One answer is that noise floors might be relative: A nearby transmitter emitting weakly across all frequencies might be overpowering the far away signal tranmitting on one. This is...hard to believe, but not impossible.
I suppose that's my biggest problem with the consumer electronics ban: Since it's inconceivable that planes are actually vulnerable to random noise from consumer electronics, *all* device-level concerns become suspect. That's annoying.
If somebody -- anybody -- has evidence they feel I should see, feel free to contact me here or in email.
Yours Truly,
Dan Kaminsky
DoxPara Research
http://www.doxpara.com
All people are now banned from flights, as the security crews are not able to tell the difference between terrorists and regular passengers.
This is how the slide starts....
ATC on many parts of the US and world is based on allocation of large amounts of air space for fixed times just like the old railroad lines. Its designed so that radio failure isn't a problem. Now that a generation of programmers have read Booch's book on OOD and know how to do air trafic control better than the old system we get all these new systems that work as long as all the gear works.
Old the system made use of paper strips that track the planes. The cool thing about the paper system is that when the power goes out or the scope reboots or whatever, the controller has a bunch of paper strips to look at and know whats going on. All the controller needs is a radio and they can get all the planes down.
Australia has a "modern" ATC system and I've got to talk to three different people to groups to fly into the general aviation airoport in Melbourne if I come from the north. In the US, that would be two. The controllers here out number the ones in the US and can't cope with a much lighter load. The new system for London has had major issues since it was turned on.
General rules for programming have been discovered. Most of them have been used in the Kansas City freight yards for a long time.--Derrick Lehmer (1949) from Knuth Vol1
What he said.
Even small training aircraft such as the one I'm learning to fly in have redundancy of vital systems - two fuel pumps, two ignition systems, two radios.
Aviation is very conservative. "If it ain't broke, don't fix it" appears to be the motto. Any new development has to be proven to be just as safe as what is currently in use and fully ratified by the aviation authority of the country in question, i.e. the CAA in the UK, the FAA in the USA. So a new development in avionics can take years to come into practical use.
That said, the technology is filtering down, so now you're finding light aircraft with glass cockpits (i.e.
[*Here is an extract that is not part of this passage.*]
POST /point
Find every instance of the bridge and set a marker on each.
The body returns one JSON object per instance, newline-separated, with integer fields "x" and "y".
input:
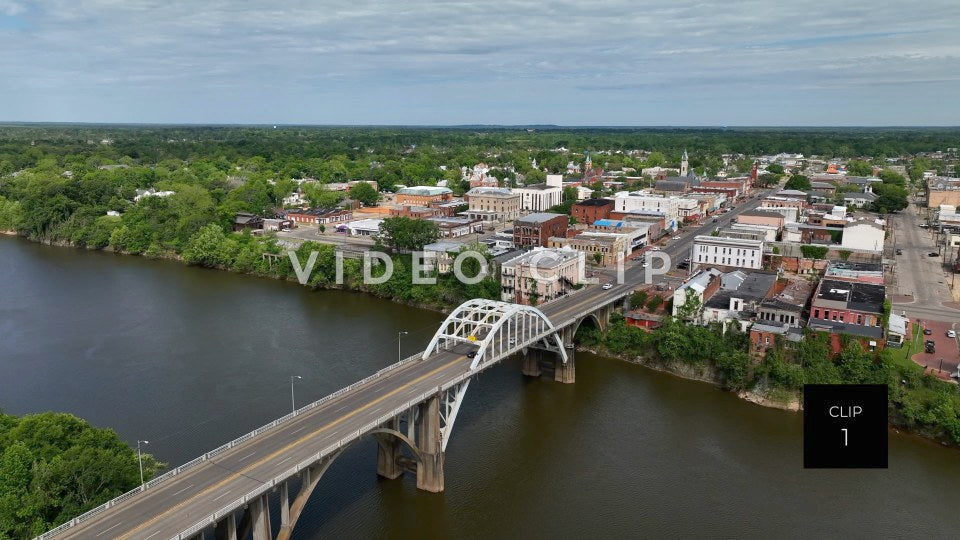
{"x": 409, "y": 408}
LCD instrument panels instead of dials), sidesticks, TCAS, HUDs etc.
"Information wants to be paid"
There's a story of how the US managed to capture a Soviet MIG sometime during the 70's (I think). They took it apart and found that the Soviets were still using vacuum tubes. The problem was not that the Soviets couldn't use microchips. They chose vacuum tubes to protect against EMP and to not have the added weight of shielding. I am not suggesting we retrofit modern airlines with vacuum tubes, what I am suggesting is that the dangers of RF and EMP attacks be properly accounted for, and if they currently are then to drop the bunk about "interference with navigation and communications systems."
Or is there some reason for putting radio navigation receiving equipment in the passenger cabin?